Seasonality of Atmospheric River Frequency Depends on Location, Year, and Detection Algorithm
Abstract
Understanding the regional and temporal variability of atmospheric river (AR) seasonality is crucial for preparedness and mitigation of extreme events. Previously thought to peak mainly in winter, recent research reveals that ARs exhibit region-specific seasonality. However, AR analysis is heavily influenced by the chosen detection algorithm. Our study examines how AR seasonality varies based on both location, year and algorithm selection. We investigate the link between year-to-year consistency of peak AR activity and the presence of a dominant seasonal pattern. We categorize regions based on their year-to-year seasonality characteristics, including consistent patterns (e.g., India, Central Asia), patterns with occasional outliers (e.g., British Columbia coast, Gulf of Alaska), and regions lacking a clear dominant season of peak AR frequency (e.g., South Atlantic, parts of Australia).

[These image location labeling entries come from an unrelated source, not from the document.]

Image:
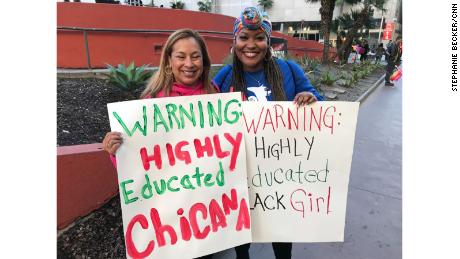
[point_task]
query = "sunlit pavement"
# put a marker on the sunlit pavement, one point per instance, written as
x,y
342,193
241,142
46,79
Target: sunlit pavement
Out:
x,y
373,222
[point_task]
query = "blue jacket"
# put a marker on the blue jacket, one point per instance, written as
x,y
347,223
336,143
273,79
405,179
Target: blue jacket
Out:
x,y
294,80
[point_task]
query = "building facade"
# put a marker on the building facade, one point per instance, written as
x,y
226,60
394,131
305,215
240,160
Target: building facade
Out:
x,y
301,18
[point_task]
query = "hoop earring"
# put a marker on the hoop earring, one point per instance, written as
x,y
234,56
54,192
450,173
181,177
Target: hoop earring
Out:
x,y
168,70
269,54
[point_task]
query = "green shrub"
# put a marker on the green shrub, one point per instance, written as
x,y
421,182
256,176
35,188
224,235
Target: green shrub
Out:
x,y
327,78
309,65
129,78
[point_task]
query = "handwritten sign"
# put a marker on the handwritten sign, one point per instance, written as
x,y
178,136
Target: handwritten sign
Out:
x,y
298,169
182,175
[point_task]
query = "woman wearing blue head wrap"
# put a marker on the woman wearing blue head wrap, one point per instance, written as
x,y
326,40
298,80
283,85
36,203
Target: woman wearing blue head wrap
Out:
x,y
262,77
255,72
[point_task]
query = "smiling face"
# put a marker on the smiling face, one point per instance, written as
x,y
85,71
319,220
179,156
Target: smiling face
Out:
x,y
186,61
250,48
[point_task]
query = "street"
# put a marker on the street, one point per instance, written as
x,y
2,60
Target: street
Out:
x,y
373,228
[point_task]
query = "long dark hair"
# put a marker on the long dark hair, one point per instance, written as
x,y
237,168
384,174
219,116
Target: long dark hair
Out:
x,y
272,73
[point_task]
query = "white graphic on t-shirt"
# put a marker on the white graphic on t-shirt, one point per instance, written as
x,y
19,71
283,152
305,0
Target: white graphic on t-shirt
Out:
x,y
261,93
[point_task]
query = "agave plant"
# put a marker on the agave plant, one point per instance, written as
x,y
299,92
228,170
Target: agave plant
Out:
x,y
328,79
128,78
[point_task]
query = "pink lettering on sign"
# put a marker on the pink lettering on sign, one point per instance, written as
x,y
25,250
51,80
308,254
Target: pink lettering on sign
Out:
x,y
186,152
213,218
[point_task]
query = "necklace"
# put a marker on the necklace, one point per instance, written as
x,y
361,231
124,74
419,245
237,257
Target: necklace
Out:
x,y
257,80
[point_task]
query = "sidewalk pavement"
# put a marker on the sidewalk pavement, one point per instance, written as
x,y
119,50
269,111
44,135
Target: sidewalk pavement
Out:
x,y
373,228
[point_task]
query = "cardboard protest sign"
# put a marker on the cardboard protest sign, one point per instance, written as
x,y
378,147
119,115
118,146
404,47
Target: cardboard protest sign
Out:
x,y
182,175
298,169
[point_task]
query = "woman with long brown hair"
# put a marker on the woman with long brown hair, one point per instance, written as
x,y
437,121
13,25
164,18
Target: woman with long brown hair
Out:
x,y
184,70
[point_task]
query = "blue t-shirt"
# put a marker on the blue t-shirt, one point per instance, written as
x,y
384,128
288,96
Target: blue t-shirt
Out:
x,y
258,89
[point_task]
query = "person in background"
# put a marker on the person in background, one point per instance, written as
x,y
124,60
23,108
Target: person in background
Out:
x,y
365,47
394,52
184,70
379,53
262,77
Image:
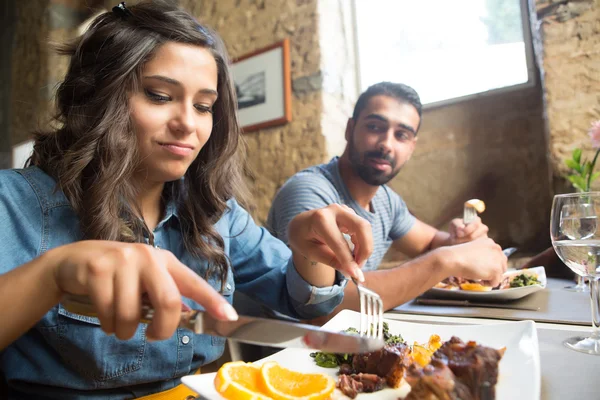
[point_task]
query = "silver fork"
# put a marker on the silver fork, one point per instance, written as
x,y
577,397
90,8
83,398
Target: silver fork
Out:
x,y
371,306
469,214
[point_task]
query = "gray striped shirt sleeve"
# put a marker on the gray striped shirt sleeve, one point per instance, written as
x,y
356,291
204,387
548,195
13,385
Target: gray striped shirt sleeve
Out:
x,y
301,193
403,220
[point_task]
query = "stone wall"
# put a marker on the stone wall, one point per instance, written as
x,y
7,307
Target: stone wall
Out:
x,y
492,147
571,35
246,25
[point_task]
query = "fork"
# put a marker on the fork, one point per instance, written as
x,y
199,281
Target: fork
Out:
x,y
371,306
469,214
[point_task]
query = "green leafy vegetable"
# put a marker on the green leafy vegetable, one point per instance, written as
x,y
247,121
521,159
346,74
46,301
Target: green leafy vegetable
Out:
x,y
332,360
524,280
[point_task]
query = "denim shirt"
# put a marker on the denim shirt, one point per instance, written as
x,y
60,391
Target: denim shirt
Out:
x,y
68,356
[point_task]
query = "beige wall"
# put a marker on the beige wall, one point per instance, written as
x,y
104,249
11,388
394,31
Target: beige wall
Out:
x,y
571,34
493,147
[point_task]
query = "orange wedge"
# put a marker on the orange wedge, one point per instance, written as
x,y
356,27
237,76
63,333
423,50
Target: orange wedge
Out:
x,y
475,287
477,204
238,380
283,384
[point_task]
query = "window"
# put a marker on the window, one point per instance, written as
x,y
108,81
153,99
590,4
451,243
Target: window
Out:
x,y
444,49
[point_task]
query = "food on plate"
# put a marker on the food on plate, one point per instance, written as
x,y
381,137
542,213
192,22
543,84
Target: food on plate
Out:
x,y
524,280
284,384
240,380
457,370
331,360
512,280
475,287
477,204
435,370
421,354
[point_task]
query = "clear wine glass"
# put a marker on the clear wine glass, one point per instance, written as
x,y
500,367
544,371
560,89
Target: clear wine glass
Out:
x,y
573,230
571,213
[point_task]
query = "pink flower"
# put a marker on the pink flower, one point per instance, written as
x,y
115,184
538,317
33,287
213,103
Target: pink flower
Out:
x,y
594,133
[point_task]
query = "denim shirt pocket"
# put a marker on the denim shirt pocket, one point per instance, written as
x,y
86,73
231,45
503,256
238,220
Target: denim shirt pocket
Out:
x,y
227,292
85,347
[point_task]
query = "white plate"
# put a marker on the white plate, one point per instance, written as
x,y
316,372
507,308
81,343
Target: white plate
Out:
x,y
519,369
494,295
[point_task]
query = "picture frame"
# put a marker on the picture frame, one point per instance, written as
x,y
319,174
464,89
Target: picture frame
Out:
x,y
264,87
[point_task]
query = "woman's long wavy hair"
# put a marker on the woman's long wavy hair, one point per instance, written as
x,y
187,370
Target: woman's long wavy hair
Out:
x,y
93,152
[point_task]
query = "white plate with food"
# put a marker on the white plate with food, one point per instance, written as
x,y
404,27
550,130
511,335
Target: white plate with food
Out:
x,y
515,285
518,374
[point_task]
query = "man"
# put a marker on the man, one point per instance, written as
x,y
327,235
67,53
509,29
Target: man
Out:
x,y
381,137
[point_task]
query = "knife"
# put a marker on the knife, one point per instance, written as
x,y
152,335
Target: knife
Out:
x,y
253,330
467,303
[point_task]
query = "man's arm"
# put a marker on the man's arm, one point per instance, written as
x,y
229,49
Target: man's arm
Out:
x,y
479,259
422,237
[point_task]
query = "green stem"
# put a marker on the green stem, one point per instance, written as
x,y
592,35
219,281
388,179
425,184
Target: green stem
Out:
x,y
592,170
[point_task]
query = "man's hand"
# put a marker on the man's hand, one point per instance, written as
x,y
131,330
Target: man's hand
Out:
x,y
317,235
461,233
480,259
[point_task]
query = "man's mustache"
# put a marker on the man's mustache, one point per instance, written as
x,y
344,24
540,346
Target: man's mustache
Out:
x,y
378,155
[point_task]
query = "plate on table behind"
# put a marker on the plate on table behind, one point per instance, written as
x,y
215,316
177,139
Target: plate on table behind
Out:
x,y
519,369
494,295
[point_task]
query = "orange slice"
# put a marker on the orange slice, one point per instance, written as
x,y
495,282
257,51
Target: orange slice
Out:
x,y
477,204
238,380
475,287
283,384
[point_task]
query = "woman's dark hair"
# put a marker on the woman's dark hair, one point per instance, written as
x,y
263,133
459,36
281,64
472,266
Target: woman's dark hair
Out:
x,y
92,153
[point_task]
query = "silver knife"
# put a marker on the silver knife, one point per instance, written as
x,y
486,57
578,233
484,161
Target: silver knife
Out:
x,y
253,330
465,303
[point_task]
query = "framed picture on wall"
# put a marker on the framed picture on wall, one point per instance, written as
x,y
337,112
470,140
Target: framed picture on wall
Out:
x,y
264,87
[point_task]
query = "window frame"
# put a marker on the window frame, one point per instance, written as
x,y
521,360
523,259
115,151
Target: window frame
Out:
x,y
528,19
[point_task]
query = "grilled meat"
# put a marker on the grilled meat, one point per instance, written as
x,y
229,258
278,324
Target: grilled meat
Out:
x,y
474,365
435,382
388,363
352,385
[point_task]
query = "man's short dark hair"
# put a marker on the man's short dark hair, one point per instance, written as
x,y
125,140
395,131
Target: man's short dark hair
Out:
x,y
398,91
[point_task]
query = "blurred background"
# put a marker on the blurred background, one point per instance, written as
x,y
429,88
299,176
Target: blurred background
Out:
x,y
510,88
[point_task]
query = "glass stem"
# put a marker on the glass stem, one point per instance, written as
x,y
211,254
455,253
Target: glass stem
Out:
x,y
595,296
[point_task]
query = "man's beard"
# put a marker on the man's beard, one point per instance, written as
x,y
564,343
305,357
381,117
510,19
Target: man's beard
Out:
x,y
369,174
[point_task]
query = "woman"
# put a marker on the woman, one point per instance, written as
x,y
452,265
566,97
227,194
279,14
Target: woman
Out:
x,y
134,193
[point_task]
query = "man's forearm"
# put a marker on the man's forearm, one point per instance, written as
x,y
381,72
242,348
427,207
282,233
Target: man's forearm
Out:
x,y
317,274
440,239
398,285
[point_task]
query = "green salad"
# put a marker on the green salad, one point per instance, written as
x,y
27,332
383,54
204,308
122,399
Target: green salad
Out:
x,y
524,280
332,360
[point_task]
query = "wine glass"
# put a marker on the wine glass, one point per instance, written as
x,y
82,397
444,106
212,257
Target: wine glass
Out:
x,y
571,226
573,230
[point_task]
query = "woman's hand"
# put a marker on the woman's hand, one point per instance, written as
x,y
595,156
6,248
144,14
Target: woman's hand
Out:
x,y
317,235
115,275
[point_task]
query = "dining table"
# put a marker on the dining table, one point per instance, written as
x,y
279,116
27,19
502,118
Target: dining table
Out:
x,y
559,314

Hence, not all regions exhibit a consistent seasonal cycle of AR activity. Additionally, different algorithms may detect a consistent seasonal pattern for the same region but disagree on the exact dominant season. This is exemplified by the conflicting results obtained for China. Integrated Vapor Transport (IVT) often corroborates consistent or inconsistent patterns across regions. In conclusion, this study suggests that variations in the consistency of seasonal patterns are related not only to the detection technique but also to atmospheric circulation, synoptic and low-frequency anomalies. Understanding the variations in the consistency of seasonal pattern in areas like Britain remains challenging due to algorithmic and physical differences. These findings emphasize the need for a multi-faceted approach to AR research, considering not just detection methodologies but also regional characteristics and atmospheric processes. Understanding the specific reasons for inconsistent seasonal patterns is an important next step for future research to improve forecasts and preparedness.